The change

Just approximately 1 year ago, I was excited and jumping up and down because I got the internship position in Bosch, Germany. I was excited to come back honestly, and I quickly contact all of my friends that are still around here. Well of course being in such a different area, the excitement didn't live up to expectation. Back in Singapore just before I leave, I was delayed by the document process, which is not such a bad thing at all as I am given some holiday time.

Did I ever mention before that it was one of those greatest moments? I bet I did as I always share great moments. It was kinda boring initially as I thought I have to stay in Singapore in case my presence is needed for any document application. But after 2 weeks, I decided that I desperately want to go home to see my friends and of course, someone special. I had the best two months full of movies outing and dinner or BBQ. I even have two separate trips with Kelsen in Singapore and her immediately after. To conclude, I left Malaysia at my highest peak to Germany.

Then it was disastrous weeks for me as I find it difficult to settle down. I even broke down in tears badly for days as I've been missing the people and fun back home. Until now, I don't think I am quite settled though I have start searching for jobs here. Back then, I was seriously counting days, and hope my time will be over here and go back to what I've left behind before I came.

I guess I have to admit I am being too naive and childish to hope that things didn't change, or change in a positive way. Two months after I am here, I have already felt the changes in someone. But I try to move on as I know I am in a long distance, and I can't expect things to be the same. At least this is what I tried to tell myself, and try to find ways to settle down here too. It is seriously difficult when you're alone and there's not much stuff to do around here. I was depressed and pressured as well initially due to work too.

I don't want to do into details about things despite remember all the bits and pieces crystal clear in my mind. But somewhere in December where I had my two weeks Christmas break and I went north to find my old friends, I already felt the changes and things were just so ruined then. It honestly spoilt my holiday and made me start to wonder alot of things.

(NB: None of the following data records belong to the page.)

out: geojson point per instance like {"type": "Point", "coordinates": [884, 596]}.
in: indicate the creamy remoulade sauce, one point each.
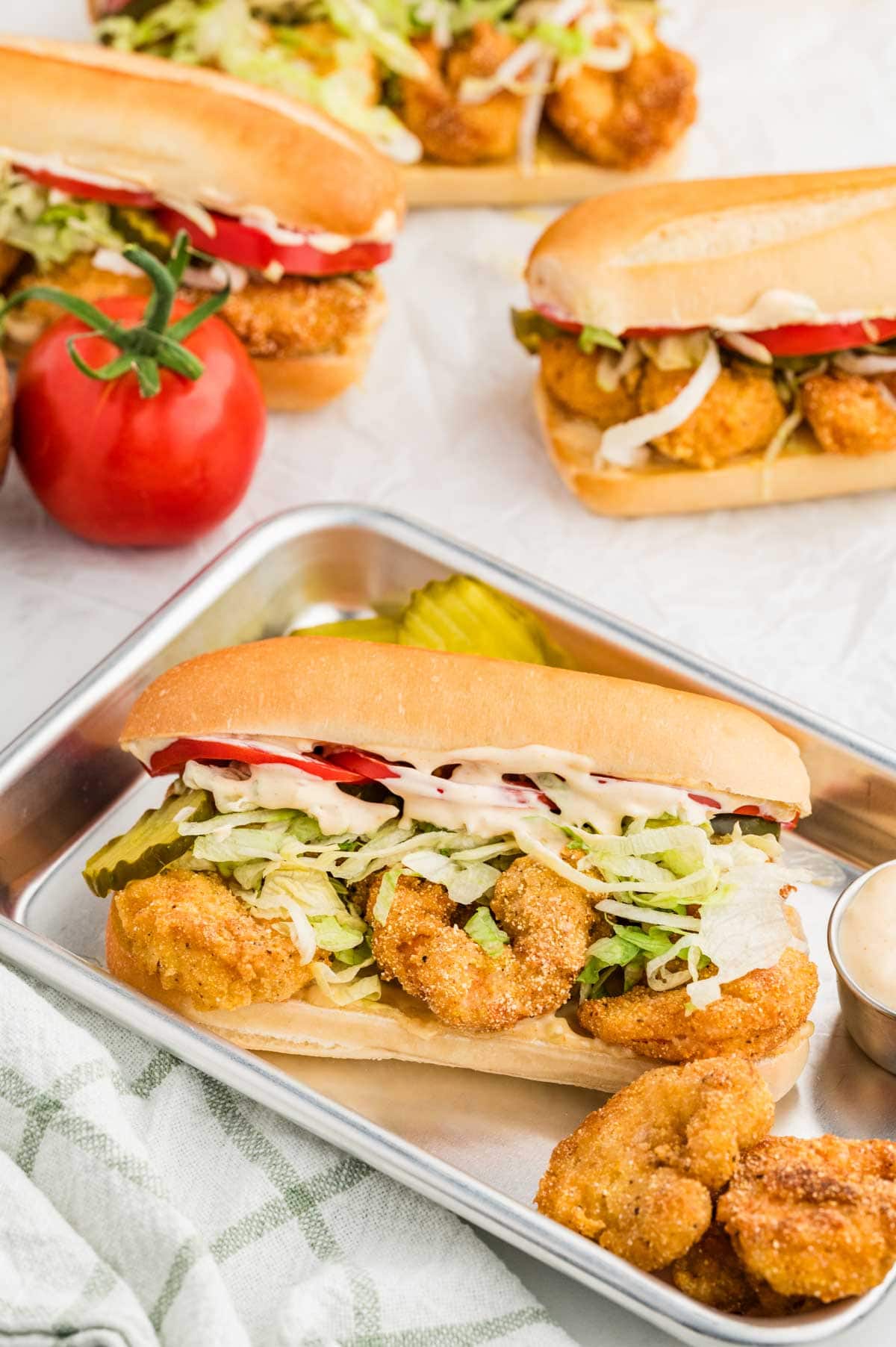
{"type": "Point", "coordinates": [570, 780]}
{"type": "Point", "coordinates": [868, 938]}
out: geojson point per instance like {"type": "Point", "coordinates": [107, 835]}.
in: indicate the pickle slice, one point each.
{"type": "Point", "coordinates": [149, 846]}
{"type": "Point", "coordinates": [383, 629]}
{"type": "Point", "coordinates": [465, 616]}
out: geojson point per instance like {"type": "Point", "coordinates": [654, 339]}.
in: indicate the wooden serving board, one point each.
{"type": "Point", "coordinates": [559, 175]}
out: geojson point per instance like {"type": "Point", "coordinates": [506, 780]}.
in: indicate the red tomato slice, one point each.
{"type": "Point", "coordinates": [818, 338]}
{"type": "Point", "coordinates": [75, 187]}
{"type": "Point", "coordinates": [252, 248]}
{"type": "Point", "coordinates": [214, 750]}
{"type": "Point", "coordinates": [367, 767]}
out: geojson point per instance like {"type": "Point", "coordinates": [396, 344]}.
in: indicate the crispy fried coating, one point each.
{"type": "Point", "coordinates": [627, 117]}
{"type": "Point", "coordinates": [299, 316]}
{"type": "Point", "coordinates": [202, 941]}
{"type": "Point", "coordinates": [814, 1216]}
{"type": "Point", "coordinates": [453, 131]}
{"type": "Point", "coordinates": [740, 414]}
{"type": "Point", "coordinates": [572, 378]}
{"type": "Point", "coordinates": [753, 1016]}
{"type": "Point", "coordinates": [712, 1273]}
{"type": "Point", "coordinates": [849, 414]}
{"type": "Point", "coordinates": [638, 1176]}
{"type": "Point", "coordinates": [549, 921]}
{"type": "Point", "coordinates": [296, 316]}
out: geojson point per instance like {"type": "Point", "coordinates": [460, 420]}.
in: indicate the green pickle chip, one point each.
{"type": "Point", "coordinates": [152, 842]}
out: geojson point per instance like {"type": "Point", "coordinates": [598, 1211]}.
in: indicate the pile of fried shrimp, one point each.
{"type": "Point", "coordinates": [678, 1174]}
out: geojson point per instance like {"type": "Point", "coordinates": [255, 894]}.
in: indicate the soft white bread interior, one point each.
{"type": "Point", "coordinates": [694, 254]}
{"type": "Point", "coordinates": [800, 473]}
{"type": "Point", "coordinates": [402, 1028]}
{"type": "Point", "coordinates": [399, 698]}
{"type": "Point", "coordinates": [187, 134]}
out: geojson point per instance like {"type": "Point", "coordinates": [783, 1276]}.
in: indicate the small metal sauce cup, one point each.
{"type": "Point", "coordinates": [871, 1024]}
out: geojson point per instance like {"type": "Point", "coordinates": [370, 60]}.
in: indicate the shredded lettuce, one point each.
{"type": "Point", "coordinates": [487, 933]}
{"type": "Point", "coordinates": [49, 225]}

Somehow that month was skipped through, and thankfully yet nothing have really happened. Then comes January where things should turn around. She's flying to UK for training, and theoretically it should be better for us as the distance is much closer and gave me the opportunity to meet up after so long. I was freaking damn excited, and I am even more excited when my tickets are confirmed. Though at one point I had also some negative thoughts like maybe she'll feel a little stranger of me after so long didn't meet up. So the day came and I enjoyed the trip pretty much, and straight away this trip went to the top chart of my most enjoyable trip i ever had. Unfortunately, I just gotta realized that I am clapping my own hand. This trip is my top list, but doesn't mean its the top for everybody involve. Well, again I know I am acting childish, but i guess i have every right to be sad.

Just 1 month after the trip and all, things became from bad to worse. Finally I have addressed the main issue out and asked a fairly simple question, but a question that should've been considered seriously since few months back. Despite that, there are quite a number of fights involve, and once again it broke me down into one week full of tears hiding under my blanket on my bed at night. Can u believe a 26 year old male with a Master degree soon still crying like a baby? I don't know anyone else does that though. But I guess I have to start preparing for the worse as I finally get the honest answer. Things changed, and it can just happen without any prior notice. Oh maybe i should take that back, as the prior notice has been there, just that I choose to believe its not true.

I am sorry for the people in Japan, but I predict I'll be crying like a tsunami rain too. Sigh.